Diversi studi scientifici dimostrano che prima di andare a dormire l’uso dei dispositivi elettronici non permette di avere un sonno regolare e riposante. Cosa succede al cervello prima di andare a dormire se iper-stimolato?

Gravissimo, poi, l’impatto sul sonno. L’utilizzo di dispositivi a luce blu provoca una diminuzione del rilascio di melatonina, l’ormone che regola il ritmo sonno-veglia. L’esposizione alla luce blu infatti stimola il nostro cervello a rimanere sempre in attività riducendo la capacità di addormentarsi e provocando numerosi risvegli con conseguente sonno scarsamente ristoratore cosa che può aggravare ulteriormente i problemi di concentrazione e di interferire negativamente sulla regolazione dell’umore e dell’ansia.

Diffuso è l’allarme legato alla sindrome di Hikkimori. A livello sociale e comportamentale cosa succede all’adolescente che trascorre più tempo nel mondo virtuale piuttosto che nella vita reale?

L’iperconnessione provoca anche difficoltà relazionali: se tutto il giorno posso stare collegato con i miei amici per quale motivo dovrei uscire di casa e incontrarli? Il mondo virtuale fatto solo di belle foto, di likes sta rendendo i giovani sempre meno empatici, sempre meno disposti a condividere il dolore altrui. L’immagine, filtrata attraverso i social, è fondamentale, mentre la conoscenza e la gestione delle emozioni passa in secondo piano. La vita nel mondo virtuale è più semplice, le relazioni più superficiali causano anche meno dolore e a volte la ricerca del completo isolamento può diventare una patologia come nel caso della sindrome di Hikikomori : termine giapponese che significa “stare in disparte”, viene utilizzato per indicare chi decide di ritirarsi dalla vita sociale per lunghi periodi, alle volte anni. Rinchiusi nella propria abitazione, evitano qualunque tipo di contatto diretto con il mondo esterno, talvolta anche con i familiari. Generalmente sono giovani con forte ansia sociale che l’iperconnessione ha amplificato ulteriormente.

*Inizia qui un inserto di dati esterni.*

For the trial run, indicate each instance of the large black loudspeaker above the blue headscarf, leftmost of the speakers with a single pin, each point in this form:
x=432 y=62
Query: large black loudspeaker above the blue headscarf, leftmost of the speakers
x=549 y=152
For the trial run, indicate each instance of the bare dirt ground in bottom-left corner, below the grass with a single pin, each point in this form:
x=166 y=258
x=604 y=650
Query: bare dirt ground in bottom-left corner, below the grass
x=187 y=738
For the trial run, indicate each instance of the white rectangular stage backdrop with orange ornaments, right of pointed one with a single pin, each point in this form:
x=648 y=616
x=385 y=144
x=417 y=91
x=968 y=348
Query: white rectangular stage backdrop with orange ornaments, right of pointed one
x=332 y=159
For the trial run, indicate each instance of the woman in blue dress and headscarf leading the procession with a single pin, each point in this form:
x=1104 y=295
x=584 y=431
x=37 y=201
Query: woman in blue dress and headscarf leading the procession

Qual è il ruolo dei genitori nella prevenzione di comportamenti errati legati all’uso dei social?

I genitori hanno un ruolo fondamentale nel limitare i danni da iperconnessione. Per prima cosa fornendo regole chiare: troppo spesso i genitori stanno abdicando al loro ruolo per “essere amici” dei propri figli. La lontananza causata dal lavoro e dagli impegni della vita quotidiana viene spesso colmata dall’eccesso di libertà consegnando ai propri figli tutto ciò che desiderano, anche quando si tratta di comportamenti potenzialmente dannosi. Un figlio adolescente ha bisogno di confini, di regole, di limiti per sentirsi protetto in una fase di vita cruciale in cui deve avvenire il passaggio alla vita adulta. I genitori, attraverso il supporto e il porre dei limiti aiutano i ragazzi a comprendere la differenza tra comportamenti sani e disfunzionali, diventando delle rocce solide a cui aggrapparsi. Mantenere anche gli occhi aperti e il controllo sulle attività dei propri figli è fondamentale per intercettare i segni di disagio, in particolare l’isolamento, le mutazioni caratteriali e le alterazioni del ritmo sonno-veglia e poter intervenire precocemente. L’iperconnessione espone, un adolescente, anche al rischio di subire episodi di bullismo o di finire in balia di persone con brutte intenzioni ma se il ragazzo sa di poter contare sui propri genitori sarà più incline a confidarsi, a condividere le proprie paure ed emozioni senza vergogna, limitando i danni. Quindi presenza, cauto controllo e attenzione sono gli elementi che possono fare la differenza per le famiglie.